AMs to vote on 'presumed consent' organ donation plans
Wales could become the only UK country with an opt-out organ donation system if politicians vote to change the law.
The Welsh government wants to introduce a system where individuals will be presumed to have consented for their organs to be donated after death unless they have specifically objected.
But opponents want families to be able to stop a donation if their relative did not express an opinion either way.
Ministers want to increase the number of donors for transplant by a quarter.
There has been opposition to the changes from Christian churches and from within the Muslim and Jewish communities.
It would mean a change from the current opt-in system, where would-be donors have to sign a register.
A statement from faith leaders and health professionals - signed by the Archbishop of Wales Dr Barry Morgan and others - calls for a so-called "soft opt-out scheme" in the Human Transplantation Bill.
They say it would give deceased patients' families a say on donation if their relative had neither opted in or out.
A joint statement says that failure to make changes to the bill would be "inhuman, unfeeling before the suffering of relatives, and a danger to the public trust and support which are necessary for the practice of organ donation to flourish".
If passed by assembly members on Tuesday, the presumed consent system could come into force by 2015.
The Welsh government hopes legislation will lead to a rise in the numbers of donors.
As currently happens, organs could go to recipients anywhere in the UK, not just in Wales, although evidence from other countries with an opt-out system indicates that the rise is small with around 15 additional donors provided each year and approximately 45 extra organs.
According to the NHS Blood and Transplant service, fewer than 5,000 people die every year in the UK in circumstances that would allow them to donate successfully.
Added to that, when compatibility, organ suitability, location, time scales and consent are taken into account it means that not everyone who wants to donate actually does.
It is estimated there are around 250 people on a waiting list for a transplant at any one time - 33 people in Wales died in 2012/13 whilst waiting.
Health Minister Mark Drakeford told BBC Wales: "The legislation makes it absolutely clear that if you are uncomfortable with being an organ donor you have an absolute right in the simplest way possible to opt out of the system.
Publicise the system
"You put your name on the organ donor register saying you don't want to be a donor and that is the end of the matter.
"There is nothing to be scared of in this legislation."
The presumed consent law would apply to over-18s who die in Wales if they have lived in Wales for more than 12 months.
People will be able to sign up to the organ donor register so their wishes will be known if they die outside Wales.
If the law is changed, ministers will have a duty to publicise the system and almost £8m will be spent over 10 years.
The bill would involve transferring some powers from the UK government to Welsh ministers.
The Kidney Wales Foundation (KWF) has campaigned for a law change on organ donation and described the bill as "progressive law".
Roy Thomas, KWF chief executive, said: "The Welsh government has seen this bill scrutinised properly and several detailed consultations have been undertaken with the Welsh public.
"This law is further progress and evidence shows it will increase donation rates."
Meanwhile, in Northern Ireland a public consultation is under way about adopting an opt-out system.
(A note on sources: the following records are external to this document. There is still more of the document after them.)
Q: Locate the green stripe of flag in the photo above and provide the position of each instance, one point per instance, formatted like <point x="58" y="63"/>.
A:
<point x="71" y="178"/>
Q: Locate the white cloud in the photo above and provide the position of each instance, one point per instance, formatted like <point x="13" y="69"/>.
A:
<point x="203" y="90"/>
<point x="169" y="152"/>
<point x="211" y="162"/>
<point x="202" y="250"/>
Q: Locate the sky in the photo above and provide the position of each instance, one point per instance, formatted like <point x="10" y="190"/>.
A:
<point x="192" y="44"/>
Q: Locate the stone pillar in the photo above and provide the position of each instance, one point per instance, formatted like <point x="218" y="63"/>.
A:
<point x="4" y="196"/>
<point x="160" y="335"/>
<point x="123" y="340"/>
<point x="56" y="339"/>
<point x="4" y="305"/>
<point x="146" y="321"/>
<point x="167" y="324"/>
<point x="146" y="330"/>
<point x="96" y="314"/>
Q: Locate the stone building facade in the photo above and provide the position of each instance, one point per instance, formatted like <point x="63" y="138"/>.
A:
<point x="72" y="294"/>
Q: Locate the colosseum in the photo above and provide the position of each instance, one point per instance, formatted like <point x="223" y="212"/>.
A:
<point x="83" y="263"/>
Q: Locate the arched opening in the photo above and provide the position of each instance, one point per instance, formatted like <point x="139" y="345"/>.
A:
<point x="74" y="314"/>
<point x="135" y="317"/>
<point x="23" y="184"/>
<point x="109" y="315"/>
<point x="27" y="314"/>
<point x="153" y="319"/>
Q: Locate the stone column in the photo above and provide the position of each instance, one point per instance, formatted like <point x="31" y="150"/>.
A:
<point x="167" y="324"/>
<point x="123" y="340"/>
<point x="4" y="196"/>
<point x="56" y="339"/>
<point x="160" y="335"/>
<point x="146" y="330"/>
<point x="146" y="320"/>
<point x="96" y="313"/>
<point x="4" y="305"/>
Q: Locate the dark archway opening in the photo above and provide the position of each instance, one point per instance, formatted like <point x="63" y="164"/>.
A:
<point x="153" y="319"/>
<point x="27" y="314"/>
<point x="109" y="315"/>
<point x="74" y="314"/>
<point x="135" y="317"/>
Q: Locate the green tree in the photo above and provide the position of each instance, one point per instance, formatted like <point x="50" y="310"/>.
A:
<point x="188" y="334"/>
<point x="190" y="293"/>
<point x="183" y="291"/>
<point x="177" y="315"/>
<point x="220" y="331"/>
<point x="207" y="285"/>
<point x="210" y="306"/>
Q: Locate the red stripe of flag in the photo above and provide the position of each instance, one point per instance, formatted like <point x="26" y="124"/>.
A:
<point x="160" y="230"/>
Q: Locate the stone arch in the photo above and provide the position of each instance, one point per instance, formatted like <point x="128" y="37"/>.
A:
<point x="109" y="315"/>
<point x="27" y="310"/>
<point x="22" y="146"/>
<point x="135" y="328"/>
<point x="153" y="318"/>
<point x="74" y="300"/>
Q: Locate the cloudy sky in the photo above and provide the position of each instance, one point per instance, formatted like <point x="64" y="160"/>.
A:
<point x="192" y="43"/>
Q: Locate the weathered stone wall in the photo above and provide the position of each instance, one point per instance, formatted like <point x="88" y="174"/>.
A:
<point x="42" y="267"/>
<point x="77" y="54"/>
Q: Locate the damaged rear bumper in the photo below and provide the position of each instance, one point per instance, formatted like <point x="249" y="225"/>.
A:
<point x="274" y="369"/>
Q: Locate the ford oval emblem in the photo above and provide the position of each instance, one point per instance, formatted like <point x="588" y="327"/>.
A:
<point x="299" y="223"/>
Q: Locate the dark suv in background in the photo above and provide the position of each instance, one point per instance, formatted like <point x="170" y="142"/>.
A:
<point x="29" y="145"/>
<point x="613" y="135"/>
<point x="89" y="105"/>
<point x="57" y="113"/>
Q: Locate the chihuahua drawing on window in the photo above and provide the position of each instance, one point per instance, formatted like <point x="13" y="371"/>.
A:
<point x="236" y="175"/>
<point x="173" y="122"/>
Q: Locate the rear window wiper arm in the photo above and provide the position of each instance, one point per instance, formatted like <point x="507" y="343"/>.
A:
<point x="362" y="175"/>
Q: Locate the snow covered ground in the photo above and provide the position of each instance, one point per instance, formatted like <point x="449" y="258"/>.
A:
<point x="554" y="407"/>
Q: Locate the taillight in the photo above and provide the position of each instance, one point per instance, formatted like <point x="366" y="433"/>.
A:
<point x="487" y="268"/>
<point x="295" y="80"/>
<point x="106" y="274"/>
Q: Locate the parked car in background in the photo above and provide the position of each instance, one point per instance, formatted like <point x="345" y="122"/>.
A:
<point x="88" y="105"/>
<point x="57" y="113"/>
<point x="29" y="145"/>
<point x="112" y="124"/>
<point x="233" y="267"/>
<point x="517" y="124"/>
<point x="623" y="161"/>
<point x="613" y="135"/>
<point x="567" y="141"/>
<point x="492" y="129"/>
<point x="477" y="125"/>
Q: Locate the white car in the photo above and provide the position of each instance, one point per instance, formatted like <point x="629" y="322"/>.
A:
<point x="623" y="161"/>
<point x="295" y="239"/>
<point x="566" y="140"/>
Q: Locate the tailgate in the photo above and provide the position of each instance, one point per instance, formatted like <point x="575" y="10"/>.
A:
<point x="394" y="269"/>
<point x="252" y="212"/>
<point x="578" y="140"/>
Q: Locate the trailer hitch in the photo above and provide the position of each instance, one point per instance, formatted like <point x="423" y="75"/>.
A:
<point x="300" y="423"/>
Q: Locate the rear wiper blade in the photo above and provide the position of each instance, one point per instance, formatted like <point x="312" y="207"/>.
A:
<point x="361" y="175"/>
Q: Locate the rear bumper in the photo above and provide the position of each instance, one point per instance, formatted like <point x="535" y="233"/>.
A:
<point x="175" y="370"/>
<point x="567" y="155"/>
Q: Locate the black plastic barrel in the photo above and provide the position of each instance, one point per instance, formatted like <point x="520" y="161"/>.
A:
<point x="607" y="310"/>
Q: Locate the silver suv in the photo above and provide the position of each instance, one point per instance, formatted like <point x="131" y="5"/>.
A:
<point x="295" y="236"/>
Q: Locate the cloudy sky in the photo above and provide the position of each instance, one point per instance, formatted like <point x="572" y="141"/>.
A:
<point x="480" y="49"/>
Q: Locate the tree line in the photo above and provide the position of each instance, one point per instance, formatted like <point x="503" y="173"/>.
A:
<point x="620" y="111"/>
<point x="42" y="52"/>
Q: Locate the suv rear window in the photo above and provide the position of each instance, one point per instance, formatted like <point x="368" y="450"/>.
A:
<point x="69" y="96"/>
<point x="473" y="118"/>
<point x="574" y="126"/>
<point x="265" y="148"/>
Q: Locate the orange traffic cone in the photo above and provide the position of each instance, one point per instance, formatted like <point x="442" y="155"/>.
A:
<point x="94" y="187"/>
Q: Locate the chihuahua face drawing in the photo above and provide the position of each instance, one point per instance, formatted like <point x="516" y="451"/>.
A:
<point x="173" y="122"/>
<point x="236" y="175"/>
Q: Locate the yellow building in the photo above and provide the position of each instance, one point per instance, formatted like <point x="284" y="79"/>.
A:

In Scotland, ministers have said the option was "not completely off the agenda" but they have argued that progress has been made under the current system.
The Department of Health said a taskforce had recommended against moving to an opt-out system for England in 2008.
A spokesman added: "We are working closely with the Welsh government to ensure their policy does not negatively impact on our work to promote voluntary organ donations."